Klingberg, who cut his ties with the KGB in 1977 for fear he would get caught, thought that if he ignored the attempts to contact him, Moscow would simply forget about him. But the KGB was not willing to simply give up on such an asset and kept trying to contact him through different channels.
Eventually, in late 1981, the Soviets sent two of their agents to seek out Klingberg—”Shomroni” and “Jupiter.” The double agents informed the Shin Bet about this, and the agency placed surveillance on Klingberg and collected information on his activities. Klingberg was later caught and sentenced to 20 years in prison.
“Shomroni” remained a double agent for the Shin Bet until the collapse of the Soviet Union in 1991. After that, he continued thriving in business and found his way to the centers of power in Israel.
The Russians made great efforts to bring about Klingberg’s release, including proposing a prisoner swap that included Jonathan Pollard and Ron Arad in return for their spy. These efforts were led by a KGB officer who was, at the time, a rising star in the agency—one Vladimir Putin.

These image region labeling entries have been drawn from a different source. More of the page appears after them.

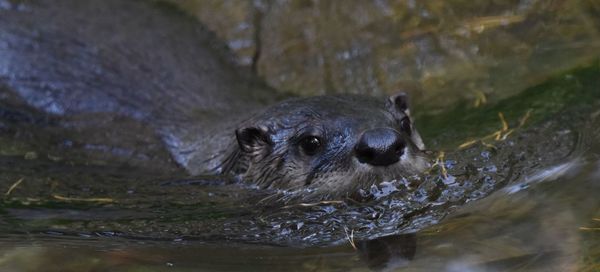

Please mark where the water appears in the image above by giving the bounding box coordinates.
[0,1,600,271]
[0,65,600,271]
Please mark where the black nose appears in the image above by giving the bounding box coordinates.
[354,128,406,166]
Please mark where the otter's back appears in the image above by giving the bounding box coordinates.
[0,0,269,121]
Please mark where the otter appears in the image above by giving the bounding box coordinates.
[0,0,427,195]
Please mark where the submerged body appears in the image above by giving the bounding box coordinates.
[0,0,426,195]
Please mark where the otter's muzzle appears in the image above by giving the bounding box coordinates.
[354,128,406,166]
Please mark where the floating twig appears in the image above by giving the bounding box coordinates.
[4,178,23,197]
[52,195,116,203]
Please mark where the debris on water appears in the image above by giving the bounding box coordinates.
[24,151,38,160]
[4,178,23,197]
[52,194,116,203]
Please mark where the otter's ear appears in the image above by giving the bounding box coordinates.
[235,126,271,156]
[389,93,408,114]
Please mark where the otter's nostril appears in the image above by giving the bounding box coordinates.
[354,128,406,166]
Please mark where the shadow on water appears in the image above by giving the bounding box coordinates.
[0,63,600,271]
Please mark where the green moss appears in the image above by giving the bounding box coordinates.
[418,61,600,149]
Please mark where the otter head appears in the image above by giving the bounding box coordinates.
[236,94,427,196]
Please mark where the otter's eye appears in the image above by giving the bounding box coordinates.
[400,117,412,135]
[300,136,321,156]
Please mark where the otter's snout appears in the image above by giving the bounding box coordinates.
[354,128,406,166]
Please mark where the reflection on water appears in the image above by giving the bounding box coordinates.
[173,0,600,105]
[0,0,600,271]
[0,65,600,271]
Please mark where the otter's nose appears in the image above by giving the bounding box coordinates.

“Unlike other spies who were caught in Israel, Klingberg was to us a senior official, and it was very important to us to get him released,” says Kalugin, the former KGB general. “Both morally and to show our loyalty to the people we sent.”
But all of that was to no avail. Klingberg served out his full 20-year sentence (some of it on house arrest) and left Israel upon his release. He died in 2015.